Mauritanie : Vers une réforme des subventions aux carburants ?
Le gouvernement face à la lourde facture des subventions aux carburants. Entre pression budgétaire et pouvoir d'achat, quelles sont les options ?

Mauritanie : L’exécutif au pied du mur face au gouffre financier des subventions aux carburants
Face à une facture énergétique devenue insoutenable pour le Trésor public, le gouvernement mauritanien cherche la parade. Entre impératifs budgétaires et paix sociale, la marge de manœuvre est étroite.
Par Rapide info
C’est un secret de polichinelle qui prend désormais des allures d’urgence d’État. Selon des informations rapportées par Saharamedias, le gouvernement mauritanien se trouve actuellement sous une pression croissante pour réformer le système de subventions des carburants. En cause : une « lourde facture » qui pèse chaque jour davantage sur les finances publiques, limitant les capacités d’investissement du pays dans d’autres secteurs régaliens.
Un dilemme aux enjeux multiples
Depuis plusieurs mois, l’envolée des cours mondiaux de l’énergie place l’exécutif dans une position inconfortable. Maintenir les prix à la pompe à leur niveau actuel demande un effort budgétaire colossal, souvent qualifié de « gouffre financier » par les observateurs économiques.
Pourtant, la question est loin d’être purement comptable. Elle est éminemment politique. Toute velléité de réduction de la subvention entraîne mécaniquement une hausse du prix du transport et, par ricochet, des produits de première nécessité. Dans un contexte de fragilité du pouvoir d’achat, le gouvernement avance donc à pas de loup.

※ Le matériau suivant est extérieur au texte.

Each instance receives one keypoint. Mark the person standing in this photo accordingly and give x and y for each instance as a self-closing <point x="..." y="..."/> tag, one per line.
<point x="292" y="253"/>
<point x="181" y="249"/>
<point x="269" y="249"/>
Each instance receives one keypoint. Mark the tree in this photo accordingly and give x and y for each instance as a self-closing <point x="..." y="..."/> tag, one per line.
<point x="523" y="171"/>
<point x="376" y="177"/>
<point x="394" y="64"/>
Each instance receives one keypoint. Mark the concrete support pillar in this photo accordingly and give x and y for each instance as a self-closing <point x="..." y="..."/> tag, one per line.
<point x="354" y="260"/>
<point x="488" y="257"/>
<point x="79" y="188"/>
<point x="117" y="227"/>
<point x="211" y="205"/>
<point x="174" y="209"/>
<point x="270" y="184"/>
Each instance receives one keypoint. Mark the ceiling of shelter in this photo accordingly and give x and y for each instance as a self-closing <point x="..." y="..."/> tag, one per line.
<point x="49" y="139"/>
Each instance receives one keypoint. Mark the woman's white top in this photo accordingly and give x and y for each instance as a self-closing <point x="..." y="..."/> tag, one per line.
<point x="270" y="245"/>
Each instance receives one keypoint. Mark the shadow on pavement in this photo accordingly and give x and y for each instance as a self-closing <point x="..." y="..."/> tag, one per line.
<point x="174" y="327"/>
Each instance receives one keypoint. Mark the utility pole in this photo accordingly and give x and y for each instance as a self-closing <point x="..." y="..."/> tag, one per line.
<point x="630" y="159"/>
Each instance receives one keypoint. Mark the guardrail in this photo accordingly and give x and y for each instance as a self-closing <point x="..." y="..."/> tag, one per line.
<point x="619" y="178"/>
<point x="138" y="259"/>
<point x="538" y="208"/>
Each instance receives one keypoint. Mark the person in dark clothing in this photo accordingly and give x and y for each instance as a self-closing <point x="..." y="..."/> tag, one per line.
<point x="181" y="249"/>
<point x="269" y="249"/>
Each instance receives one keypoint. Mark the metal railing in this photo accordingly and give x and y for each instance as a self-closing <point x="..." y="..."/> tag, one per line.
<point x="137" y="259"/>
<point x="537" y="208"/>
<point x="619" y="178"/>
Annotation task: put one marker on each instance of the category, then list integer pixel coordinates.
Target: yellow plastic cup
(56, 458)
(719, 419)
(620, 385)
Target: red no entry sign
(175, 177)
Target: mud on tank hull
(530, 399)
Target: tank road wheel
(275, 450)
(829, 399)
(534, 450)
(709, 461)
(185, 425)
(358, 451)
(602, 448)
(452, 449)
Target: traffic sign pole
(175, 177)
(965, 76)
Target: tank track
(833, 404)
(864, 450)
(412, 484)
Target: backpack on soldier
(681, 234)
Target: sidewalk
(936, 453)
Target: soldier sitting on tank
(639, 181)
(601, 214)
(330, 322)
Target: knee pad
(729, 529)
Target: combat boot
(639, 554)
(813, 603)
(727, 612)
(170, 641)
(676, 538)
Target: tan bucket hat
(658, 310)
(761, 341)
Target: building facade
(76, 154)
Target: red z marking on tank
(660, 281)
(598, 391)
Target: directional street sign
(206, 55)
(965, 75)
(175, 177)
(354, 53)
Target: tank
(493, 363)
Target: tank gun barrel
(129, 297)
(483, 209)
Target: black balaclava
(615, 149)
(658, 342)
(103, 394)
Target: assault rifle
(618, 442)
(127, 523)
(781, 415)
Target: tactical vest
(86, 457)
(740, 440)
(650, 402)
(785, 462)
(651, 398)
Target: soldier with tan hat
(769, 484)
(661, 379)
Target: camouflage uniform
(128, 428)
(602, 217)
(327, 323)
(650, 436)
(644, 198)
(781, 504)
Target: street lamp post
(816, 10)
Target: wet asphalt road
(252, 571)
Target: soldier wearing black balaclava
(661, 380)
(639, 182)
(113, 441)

Quelles options sur la table ?
Selon des sources proches du dossier, plusieurs scénarios sont actuellement à l’étude dans les couloirs des ministères concernés :
- Le ciblage des subventions : Une option qui consisterait à maintenir les aides pour les secteurs stratégiques (transport public, pêche artisanale, agriculture) tout en libérant progressivement les prix pour les particuliers et les véhicules de luxe.
- La dégressivité programmée : Une hausse par paliers, étalée sur plusieurs années, pour éviter le choc d’un ajustement brutal.
- Le filet de sécurité sociale : Le renforcement des transferts monétaires directs vers les ménages les plus vulnérables pour compenser l’inflation induite par une éventuelle réforme.
L’ombre des partenaires internationaux
Si la pression est interne, elle est aussi externe. Les institutions financières internationales, au premier rang desquelles le FMI, plaident régulièrement pour une rationalisation de ces dépenses « aveugles » qui profitent souvent davantage aux classes aisées qu’aux plus démunis.
Pour l’heure, aucune décision définitive n’a été actée. Le gouvernement continue de peser chaque option, conscient que la stabilité sociale du pays dépend de cet arbitrage délicat entre rigueur budgétaire et protection des citoyens.